Davis is the fith defendant to plead guilty. Co-defendants David Hernon, 55, of Fishers, Indiana, David Tayce, 67, of Lucas, Texas, and Richard Bryant, 41, and his wife, Christina Bryant, 41, both of Sachse, Texas, have also pleaded guilty to their roles in the conspiracy.

In order o impersonate Cerner Corporation, Davis and his co-conspirators created a fake Cerner business entity for a similarly-named company, Cerner, LLC. Conspirators opened a fake Cerner bank account, registered a fake Cerner Internet domain and leased virtual office space for a fake Cerner Address in Kansas City, Missouri. They created fictitious employees from Cerner Corporation – including both fictitious identities and impersonating actual employees – to communicate with others. Conspirators fabricated documents, price quotes, agreements and invoices, which were all made to appear to be authentic Cerner Corporation Documents, when they were not.

For example, conspirators sent e-mails to doctors at Summit Medical Center in Oklahoma, which falsely represented Cerner Corporation in negotiations by containing a quote for the sale of a MRI to Summit Medical Center. Conspirators also created fraudulent invoices for the sale of an MRI to Dallas Medical Center.

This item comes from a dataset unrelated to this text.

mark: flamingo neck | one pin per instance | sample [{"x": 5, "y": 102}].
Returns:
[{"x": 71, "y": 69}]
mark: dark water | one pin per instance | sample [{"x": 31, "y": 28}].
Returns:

Davis also admitted that conspirators provided false and misleading information and testimony during the litigation of several lawsuits. The false and misleading testimony was regarding business deals where the conspirators had impersonated Cerner Corporation.

For example, Davis received a jury award of $24 million following the 2014 trial in LBDS Holding Company, LLC v. ISOL Technology, Inc., et al., Case No. 6:11-CV-428-LED, in the Eastern District of Texas. When the fraud was discovered, attorneys for ISOL Technology filed an emergency motion for sanctions against LBDS (Davis’s company). Davis admitted that similar false and misleading testimony was provided by conspirators in iHeart Care DMC Holdings, LC. v. Dallas Medical Center, LLC., et al., Case No. 13-09460, in Dallas County, Texas; and Alice George, et al., v. ALbert Davis, et al., Case No. 3:13-CV-03058-PKH, in the Western District of Arkansas.

In addition to impersonating Cerner Corporation, Davis admitted, conspirators used additional email accounts to impersonate business entities and physicians in order to send communications designed to manipulate others in business transactions.

For example, conspirators forged signatures and misled doctors into guaranteeing over $8 million in loans from Community Trust Bank in Texas. Davis admitted that he and his conspirators fraudulently obtained five individual loans from Community Trust Bank.

Conspirators also impersonated bondholders in order to file an involuntary bankruptcy petition against their own company, CMI Holding Company, Inc., in Case No. 10-38011-SGJ-7, in the Northern District of Texas. Conspirators continued to impersonate those bondholders throughout the litigation in phone calls and email communications, and by signing as the bondholders is a settlement agreement. Davis and his co-conspirators concealed their ownership of Eureka roup, LLC and used that entity to receive and disburse the monies received from the $1.8 million settlement of the involuntary bankruptcy.

Additionally, Davis admitted, conspirators solicited investments using fabricated communications and documents from entities they created, including the entity created to impersonate Cerner Corporation. Those misrepresentations included false financial documents, altered MRI images and false claims that used MRI systems were newly developed technology.